2017年5月12日(金) 12:50 〜 13:50 A5会場 (幕張メッセ国際会議場 中会議室302)

座長:鈴川 仁人(公益財団法人横浜市体育協会横浜市スポーツ医科学センター診療部リハビリテーション科)

日本スポーツ理学療法学会

[O-SP-02-4] バランスボード上での足関節運動による下腿筋活動の変化

森田 美穂, 浦辺 幸夫, 前田 慶明, 藤井 絵里, 森山 信彰, 山本 圭彦, 竹内 拓哉 (広島大学大学院医歯薬保健学研究科)

キーワード:バランスボード, 足関節運動, 筋電図

【はじめに,目的】

足関節捻挫後のリハビリテーションには,一般的に静的あるいは動的なバランストレーニングが段階的に行われる。安定面と比較して下腿筋活動の増加が報告されている。内反捻挫の予防では,前脛骨筋(TA)に対して長腓骨筋(PL)の高い筋活動の発生をねらうが,バランスボード上での動的な運動が下腿筋活動にどのような変化を及ぼすかは明らかでない。本研究は,バランスボードをどの方向へ随意的に傾斜させるとPL筋活動が高まるかを明らかにし,効果的なトレーニング方法を検討することを目的とした。
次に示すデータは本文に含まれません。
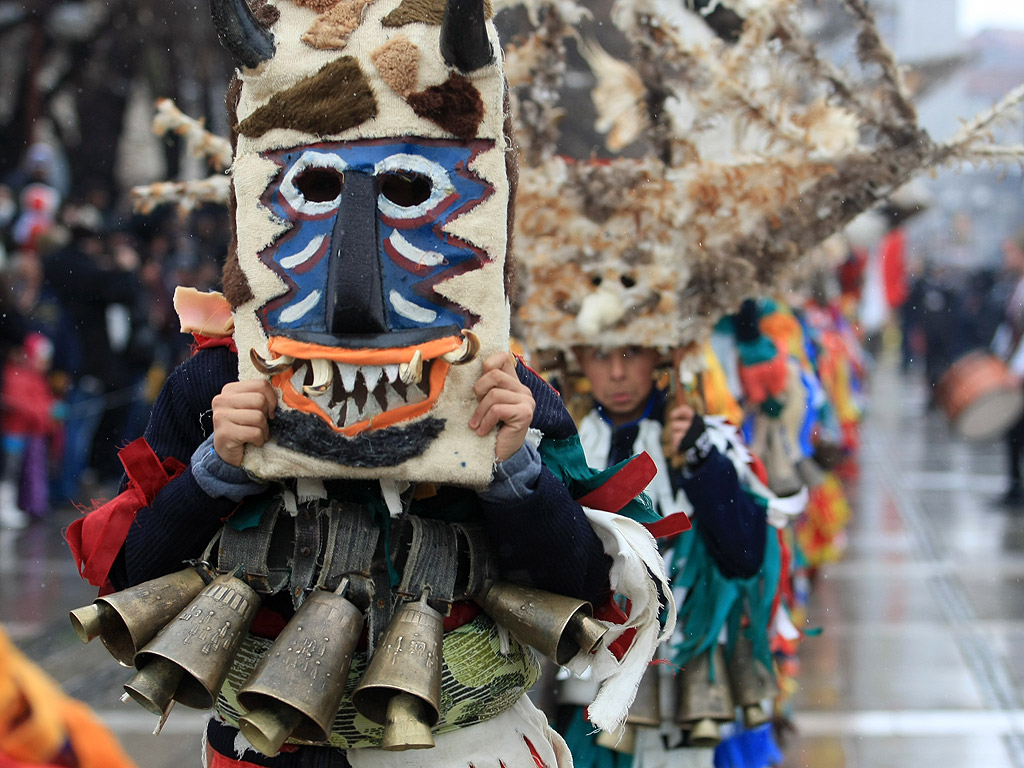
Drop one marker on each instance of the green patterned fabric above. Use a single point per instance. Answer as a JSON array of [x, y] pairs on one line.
[[566, 460], [478, 682]]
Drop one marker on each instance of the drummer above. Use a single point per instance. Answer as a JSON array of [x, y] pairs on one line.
[[1007, 345]]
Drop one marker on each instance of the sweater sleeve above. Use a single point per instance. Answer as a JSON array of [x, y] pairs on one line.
[[732, 525], [182, 518], [543, 538]]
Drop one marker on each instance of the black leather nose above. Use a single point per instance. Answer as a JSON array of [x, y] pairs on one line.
[[355, 289]]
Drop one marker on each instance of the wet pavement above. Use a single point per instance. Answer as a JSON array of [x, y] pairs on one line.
[[921, 662]]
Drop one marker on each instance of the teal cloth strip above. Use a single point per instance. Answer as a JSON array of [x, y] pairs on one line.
[[714, 601], [566, 460]]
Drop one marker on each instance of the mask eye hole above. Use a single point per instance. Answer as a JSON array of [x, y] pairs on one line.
[[404, 189], [318, 184]]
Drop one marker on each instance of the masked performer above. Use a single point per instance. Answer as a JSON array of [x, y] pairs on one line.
[[352, 443]]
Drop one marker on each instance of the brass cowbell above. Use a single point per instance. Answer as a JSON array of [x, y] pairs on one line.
[[188, 660], [750, 682], [298, 686], [401, 687], [702, 704], [128, 620], [558, 627]]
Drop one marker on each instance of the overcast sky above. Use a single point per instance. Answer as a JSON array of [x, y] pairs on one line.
[[976, 14]]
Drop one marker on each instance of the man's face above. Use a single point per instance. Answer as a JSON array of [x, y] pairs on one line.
[[621, 379]]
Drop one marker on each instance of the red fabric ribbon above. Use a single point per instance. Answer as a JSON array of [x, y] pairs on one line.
[[623, 486], [677, 522], [96, 538]]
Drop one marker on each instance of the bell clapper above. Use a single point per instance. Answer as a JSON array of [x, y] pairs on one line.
[[342, 587], [163, 719]]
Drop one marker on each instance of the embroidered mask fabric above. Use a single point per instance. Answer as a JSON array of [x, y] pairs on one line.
[[372, 202]]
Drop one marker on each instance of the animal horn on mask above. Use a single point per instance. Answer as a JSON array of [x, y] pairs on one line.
[[241, 33], [464, 35]]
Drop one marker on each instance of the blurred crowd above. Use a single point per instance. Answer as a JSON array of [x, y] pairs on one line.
[[88, 330]]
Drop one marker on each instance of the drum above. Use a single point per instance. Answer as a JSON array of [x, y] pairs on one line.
[[980, 396]]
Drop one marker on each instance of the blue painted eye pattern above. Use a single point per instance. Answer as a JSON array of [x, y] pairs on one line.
[[418, 186], [312, 185], [411, 186]]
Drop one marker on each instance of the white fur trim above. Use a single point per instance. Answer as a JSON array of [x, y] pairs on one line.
[[636, 565]]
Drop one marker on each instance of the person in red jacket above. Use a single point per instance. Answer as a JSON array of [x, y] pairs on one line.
[[28, 425]]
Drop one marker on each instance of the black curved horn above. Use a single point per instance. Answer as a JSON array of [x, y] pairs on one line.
[[245, 38], [464, 35]]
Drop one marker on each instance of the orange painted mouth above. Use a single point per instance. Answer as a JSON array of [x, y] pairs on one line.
[[356, 390]]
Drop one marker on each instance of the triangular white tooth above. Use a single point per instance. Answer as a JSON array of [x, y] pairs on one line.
[[372, 375], [372, 407], [347, 374], [393, 398], [335, 412], [323, 374], [351, 414]]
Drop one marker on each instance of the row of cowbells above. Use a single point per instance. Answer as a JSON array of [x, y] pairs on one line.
[[701, 705], [181, 635]]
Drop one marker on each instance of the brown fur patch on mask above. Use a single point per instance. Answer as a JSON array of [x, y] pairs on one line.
[[455, 104], [427, 11], [331, 30], [318, 5], [336, 98], [233, 282], [398, 62], [265, 13]]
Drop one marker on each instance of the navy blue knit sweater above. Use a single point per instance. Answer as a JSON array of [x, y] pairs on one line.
[[545, 540], [732, 525]]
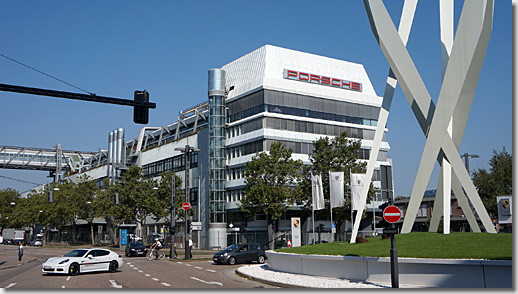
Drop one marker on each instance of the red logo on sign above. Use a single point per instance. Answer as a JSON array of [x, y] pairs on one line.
[[321, 80], [392, 214]]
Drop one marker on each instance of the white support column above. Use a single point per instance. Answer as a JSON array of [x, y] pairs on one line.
[[405, 24], [460, 80]]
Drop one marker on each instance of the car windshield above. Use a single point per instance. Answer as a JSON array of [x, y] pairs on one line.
[[76, 253], [232, 248]]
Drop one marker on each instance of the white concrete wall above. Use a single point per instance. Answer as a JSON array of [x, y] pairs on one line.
[[444, 273]]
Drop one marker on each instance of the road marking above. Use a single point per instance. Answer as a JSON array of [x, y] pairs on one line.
[[114, 284], [214, 283]]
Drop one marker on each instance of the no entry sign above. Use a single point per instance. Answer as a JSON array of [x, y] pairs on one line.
[[392, 214]]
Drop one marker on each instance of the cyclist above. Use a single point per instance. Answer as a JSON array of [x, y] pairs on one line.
[[157, 245]]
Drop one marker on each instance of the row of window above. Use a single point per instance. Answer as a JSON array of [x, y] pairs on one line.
[[296, 147], [302, 113], [29, 157], [175, 164], [299, 126]]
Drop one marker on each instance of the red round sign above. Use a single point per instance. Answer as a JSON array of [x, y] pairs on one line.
[[392, 214]]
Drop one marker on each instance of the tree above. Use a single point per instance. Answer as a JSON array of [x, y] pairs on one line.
[[334, 154], [496, 181], [271, 181], [8, 196], [137, 198]]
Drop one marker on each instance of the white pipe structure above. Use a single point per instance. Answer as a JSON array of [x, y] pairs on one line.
[[455, 97]]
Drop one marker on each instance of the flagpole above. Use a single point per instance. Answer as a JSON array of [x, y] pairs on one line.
[[351, 195], [313, 208], [331, 207]]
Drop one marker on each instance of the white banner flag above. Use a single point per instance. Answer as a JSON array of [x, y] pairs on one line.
[[318, 192], [336, 189], [356, 189]]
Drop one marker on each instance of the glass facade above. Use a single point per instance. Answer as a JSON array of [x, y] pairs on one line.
[[217, 160]]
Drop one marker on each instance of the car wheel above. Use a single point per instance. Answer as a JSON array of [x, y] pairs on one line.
[[113, 266], [73, 269]]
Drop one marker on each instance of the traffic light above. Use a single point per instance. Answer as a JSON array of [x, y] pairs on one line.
[[141, 114]]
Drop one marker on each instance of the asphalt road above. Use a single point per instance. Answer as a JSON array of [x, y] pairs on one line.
[[136, 273]]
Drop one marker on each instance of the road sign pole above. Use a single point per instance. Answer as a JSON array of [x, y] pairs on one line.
[[394, 273]]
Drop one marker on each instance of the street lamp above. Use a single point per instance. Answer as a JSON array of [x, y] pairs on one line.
[[466, 159], [187, 151]]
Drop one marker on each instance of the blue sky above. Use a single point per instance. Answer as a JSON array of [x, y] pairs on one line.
[[113, 48]]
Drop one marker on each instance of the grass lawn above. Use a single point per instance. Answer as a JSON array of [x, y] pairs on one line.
[[421, 245]]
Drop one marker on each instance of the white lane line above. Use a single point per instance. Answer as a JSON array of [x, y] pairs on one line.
[[210, 283], [114, 284]]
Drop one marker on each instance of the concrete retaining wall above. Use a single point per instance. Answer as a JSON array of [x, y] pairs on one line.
[[448, 273]]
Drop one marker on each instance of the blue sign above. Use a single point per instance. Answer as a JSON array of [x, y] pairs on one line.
[[124, 237]]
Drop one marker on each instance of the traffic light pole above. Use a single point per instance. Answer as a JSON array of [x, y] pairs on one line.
[[187, 199]]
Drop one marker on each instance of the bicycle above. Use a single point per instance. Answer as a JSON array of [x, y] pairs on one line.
[[151, 255]]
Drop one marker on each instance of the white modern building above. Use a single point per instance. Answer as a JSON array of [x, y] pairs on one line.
[[271, 94]]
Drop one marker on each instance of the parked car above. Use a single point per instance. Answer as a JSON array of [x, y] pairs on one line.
[[237, 253], [136, 248], [83, 260]]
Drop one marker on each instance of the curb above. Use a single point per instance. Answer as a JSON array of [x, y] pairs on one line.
[[268, 282]]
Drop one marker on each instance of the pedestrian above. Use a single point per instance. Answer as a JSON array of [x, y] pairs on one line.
[[190, 247], [20, 253]]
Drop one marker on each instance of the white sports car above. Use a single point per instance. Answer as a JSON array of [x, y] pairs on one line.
[[83, 260]]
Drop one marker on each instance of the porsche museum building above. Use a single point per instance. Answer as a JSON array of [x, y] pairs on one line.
[[270, 94]]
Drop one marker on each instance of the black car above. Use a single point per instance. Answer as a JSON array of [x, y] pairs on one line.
[[136, 248], [236, 253]]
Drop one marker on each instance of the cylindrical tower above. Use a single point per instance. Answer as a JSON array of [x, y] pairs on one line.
[[217, 113]]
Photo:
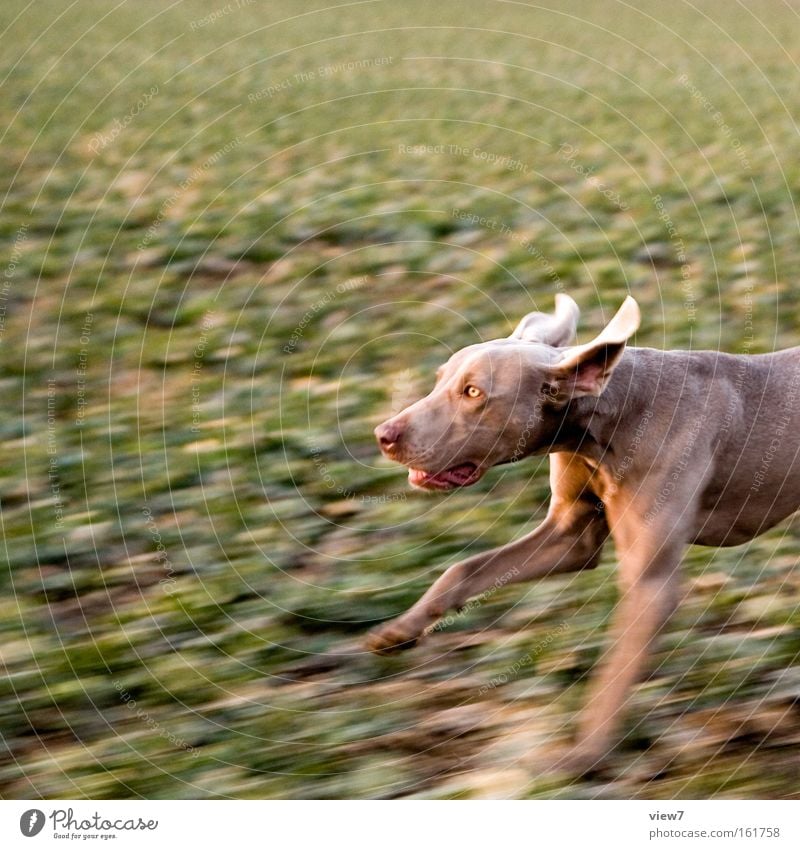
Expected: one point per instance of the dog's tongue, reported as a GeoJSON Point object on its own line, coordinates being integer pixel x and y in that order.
{"type": "Point", "coordinates": [462, 475]}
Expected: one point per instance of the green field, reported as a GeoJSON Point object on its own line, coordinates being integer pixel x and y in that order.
{"type": "Point", "coordinates": [236, 237]}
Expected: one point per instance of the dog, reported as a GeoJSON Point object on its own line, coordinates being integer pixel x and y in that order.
{"type": "Point", "coordinates": [659, 449]}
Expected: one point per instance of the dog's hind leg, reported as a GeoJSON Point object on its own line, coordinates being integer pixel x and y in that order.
{"type": "Point", "coordinates": [649, 577]}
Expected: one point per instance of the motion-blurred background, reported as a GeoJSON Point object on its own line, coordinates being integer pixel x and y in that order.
{"type": "Point", "coordinates": [237, 235]}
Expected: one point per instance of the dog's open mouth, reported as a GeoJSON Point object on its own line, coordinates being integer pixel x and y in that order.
{"type": "Point", "coordinates": [464, 474]}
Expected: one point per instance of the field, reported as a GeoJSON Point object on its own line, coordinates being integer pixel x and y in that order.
{"type": "Point", "coordinates": [236, 237]}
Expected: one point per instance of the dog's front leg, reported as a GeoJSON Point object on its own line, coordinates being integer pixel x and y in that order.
{"type": "Point", "coordinates": [570, 539]}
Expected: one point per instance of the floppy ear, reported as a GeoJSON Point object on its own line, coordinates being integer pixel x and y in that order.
{"type": "Point", "coordinates": [586, 369]}
{"type": "Point", "coordinates": [557, 330]}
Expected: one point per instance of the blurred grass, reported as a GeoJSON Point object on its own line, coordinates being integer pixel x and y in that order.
{"type": "Point", "coordinates": [227, 530]}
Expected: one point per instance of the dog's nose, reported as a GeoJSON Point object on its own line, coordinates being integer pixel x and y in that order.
{"type": "Point", "coordinates": [388, 435]}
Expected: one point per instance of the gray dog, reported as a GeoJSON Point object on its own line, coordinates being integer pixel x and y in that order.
{"type": "Point", "coordinates": [661, 449]}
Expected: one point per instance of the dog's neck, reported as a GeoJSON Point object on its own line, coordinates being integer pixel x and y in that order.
{"type": "Point", "coordinates": [589, 425]}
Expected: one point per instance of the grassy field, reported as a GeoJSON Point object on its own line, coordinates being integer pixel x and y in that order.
{"type": "Point", "coordinates": [237, 236]}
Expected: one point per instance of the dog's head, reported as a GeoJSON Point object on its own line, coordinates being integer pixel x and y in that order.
{"type": "Point", "coordinates": [500, 401]}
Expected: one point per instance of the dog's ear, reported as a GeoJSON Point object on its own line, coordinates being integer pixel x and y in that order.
{"type": "Point", "coordinates": [557, 330]}
{"type": "Point", "coordinates": [586, 369]}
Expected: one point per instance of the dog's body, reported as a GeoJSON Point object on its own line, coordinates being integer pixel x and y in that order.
{"type": "Point", "coordinates": [660, 449]}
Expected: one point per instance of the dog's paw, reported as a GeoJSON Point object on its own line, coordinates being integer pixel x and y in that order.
{"type": "Point", "coordinates": [390, 638]}
{"type": "Point", "coordinates": [574, 761]}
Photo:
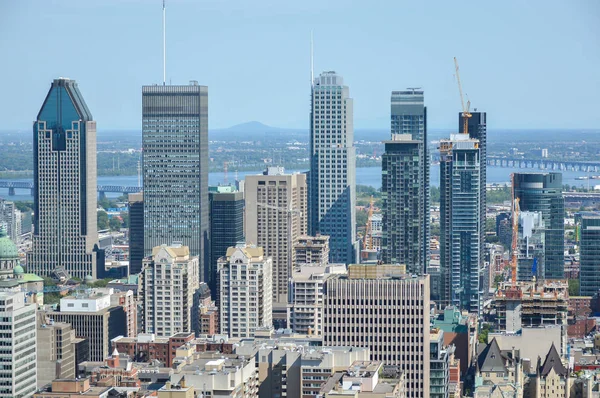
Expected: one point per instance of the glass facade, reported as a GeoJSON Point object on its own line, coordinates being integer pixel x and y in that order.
{"type": "Point", "coordinates": [460, 246]}
{"type": "Point", "coordinates": [226, 228]}
{"type": "Point", "coordinates": [332, 176]}
{"type": "Point", "coordinates": [65, 192]}
{"type": "Point", "coordinates": [405, 169]}
{"type": "Point", "coordinates": [175, 168]}
{"type": "Point", "coordinates": [542, 192]}
{"type": "Point", "coordinates": [589, 274]}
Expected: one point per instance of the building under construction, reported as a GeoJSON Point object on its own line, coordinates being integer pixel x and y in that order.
{"type": "Point", "coordinates": [530, 304]}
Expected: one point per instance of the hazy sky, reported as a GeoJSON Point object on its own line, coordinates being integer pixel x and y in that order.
{"type": "Point", "coordinates": [530, 64]}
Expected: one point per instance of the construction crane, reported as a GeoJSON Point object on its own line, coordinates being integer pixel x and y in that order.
{"type": "Point", "coordinates": [515, 234]}
{"type": "Point", "coordinates": [368, 238]}
{"type": "Point", "coordinates": [465, 107]}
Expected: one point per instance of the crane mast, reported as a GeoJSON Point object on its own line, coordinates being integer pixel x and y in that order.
{"type": "Point", "coordinates": [466, 114]}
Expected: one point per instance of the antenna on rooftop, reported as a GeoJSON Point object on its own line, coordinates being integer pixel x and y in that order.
{"type": "Point", "coordinates": [312, 61]}
{"type": "Point", "coordinates": [164, 44]}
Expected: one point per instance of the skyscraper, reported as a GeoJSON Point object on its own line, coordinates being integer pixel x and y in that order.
{"type": "Point", "coordinates": [275, 218]}
{"type": "Point", "coordinates": [226, 225]}
{"type": "Point", "coordinates": [405, 169]}
{"type": "Point", "coordinates": [65, 192]}
{"type": "Point", "coordinates": [542, 192]}
{"type": "Point", "coordinates": [477, 127]}
{"type": "Point", "coordinates": [460, 246]}
{"type": "Point", "coordinates": [136, 232]}
{"type": "Point", "coordinates": [332, 176]}
{"type": "Point", "coordinates": [589, 274]}
{"type": "Point", "coordinates": [388, 314]}
{"type": "Point", "coordinates": [175, 168]}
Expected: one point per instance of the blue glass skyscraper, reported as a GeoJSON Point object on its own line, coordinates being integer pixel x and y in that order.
{"type": "Point", "coordinates": [65, 192]}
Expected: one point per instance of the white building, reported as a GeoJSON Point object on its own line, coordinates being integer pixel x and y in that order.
{"type": "Point", "coordinates": [245, 291]}
{"type": "Point", "coordinates": [18, 375]}
{"type": "Point", "coordinates": [306, 293]}
{"type": "Point", "coordinates": [170, 282]}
仮説は,バランスボード上の静止立位よりも随意的に傾斜させる運動で筋活動が高まり,左右方向への傾斜時にPL筋活動が最も高まるとした。

【方法】

対象は男性6名,女性10名の計16名(年齢22.1±1.5歳,身長160.8±8.0cm,体重54.4±8.5kg)で,足関節捻挫の既往がない者とした。運動課題は,非利き脚(ボールを蹴る脚と反対側)でバランスボード(床面からの高さ7.5cm,最大傾斜角度12度)の上で片脚立位をとり,静止立位および40拍/分のメトロノームの音に合わせた前後方向への随意的傾斜,左右方向への随意的傾斜とした。測定回数はいずれも3回で順序は無作為に行った。TAとPLから筋活動を導出し,電気角度計を同期させ,運動中の足関節角度を記録した。解析区間として,静止立位は立位姿勢が安定したのちに記録を開始し最初の5秒間とした。前後および左右方向への随意的傾斜は,30秒間の記録のうち,電気角度計で記録した5回の足関節底背屈運動または内外転運動とし,さらに底背屈運動を背屈相と底屈相,内外転運動を内転相と外転相に区分した。各筋の二乗平均平方根(RMS)を算出し,最大随意収縮(MVC)時のRMSで除して%MVCを求めた。また,TAとPLの筋活動比を表すTA/PL比を算出した。統計学的解析は,静止立位・背屈相・底屈相および静止立位・内転相・外転相の筋活動の比較に一元配置分散分析を行った。危険率5%未満を有意とした。

【結果】

TA筋活動は静止立位13.4%MVC,背屈相23.4%MVCであり背屈相で高く(p<0.01),PL筋活動は静止立位36.8%MVC,底屈相54.6%MVC,外転相59.2%MVCであり底屈相と外転相で高かった。さらに,内転相41.7%MVCよりも外転相で高かった(p<0.05)。TA/PL比は背屈相52.2%,底屈相35.7%,内転相52.0%,外転相34.0%であり,底屈相と外転相で低かった(いずれもp<0.01)。

【結論】

TAおよびPL筋活動は,バランスボード上の静止立位よりも随意的傾斜で高かったが,TA/PL比は静止立位と随意的傾斜で差はなく,運動方向で有意な差が生じた。バランスボードを使用したトレーニングで腓骨筋群の強化を図るには,足関節底屈に外転運動を加えてバランスボードを随意的に傾斜させると,最もPL筋活動が高まる可能性が示された。